Yifeng Zhang was born in Wuhu, China. He received the B.E. degree in electrical engineering from Southeast University, Nanjing, China, in 1984, the M.E. degree in computer engineering from the Harbin Institute of Technology, Harbin, China, in 1989, and the Ph.D. degree in electrical engineering from Southeast University in 1999, respectively. From 1999 to 2001, he was a Post-Doctoral Fellow with the Department of Radio Engineering, Southeast University. In 2009, he joined Southeast University, where he is currently an Associate Professor with the School of Information Science and Engineering. He published an academic book in Chinese. His current research interests include visual tracking, watermarking and information hiding, chaotic neural information processing, and machine learning. Dr. Zhang was a recipient of the Best Paper Award from the IEEE Asia Pacific Conference on Circuits and Systems.

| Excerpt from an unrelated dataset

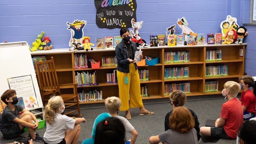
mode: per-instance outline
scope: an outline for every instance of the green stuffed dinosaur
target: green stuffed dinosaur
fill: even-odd
[[[41,42],[41,39],[44,36],[44,32],[42,31],[41,32],[41,34],[40,35],[37,35],[37,39],[36,39],[35,42],[32,43],[32,48],[31,49],[30,47],[30,45],[28,45],[29,47],[29,50],[31,52],[34,52],[37,49],[42,50],[43,46],[40,46],[40,45],[44,45],[44,42]]]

Jinshi Cui received the B.E., M.E., and Ph.D. degrees in computer science and technology from Tsinghua University, Beijing, China, in 1999, 2001, and 2004, respectively. She is currently an Associate Professor with the School of Electronics Engineering and Computer Science, Peking University (PKU), Beijing. She is researching on computer vision-based children’s behavior analysis, together with colleagues from the Psychology Department, PKU. She has authored over 40 papers in respected CV, robotics, and ITS conferences and journals. Her current research interests include computer vision (CV) and intelligent systems.

Lin Zhou was born in Jiangsu Province, China, in 1978. She received the B.E. degree in information engineering and the Ph.D. degree in signal and information processing from Southeast University, Nanjing, China, in 2000 and 2005, respectively. She is currently an Associate Professor with the School of Information Science and Engineering, Southeast University. Her research interests include speech processing and spatial hearing.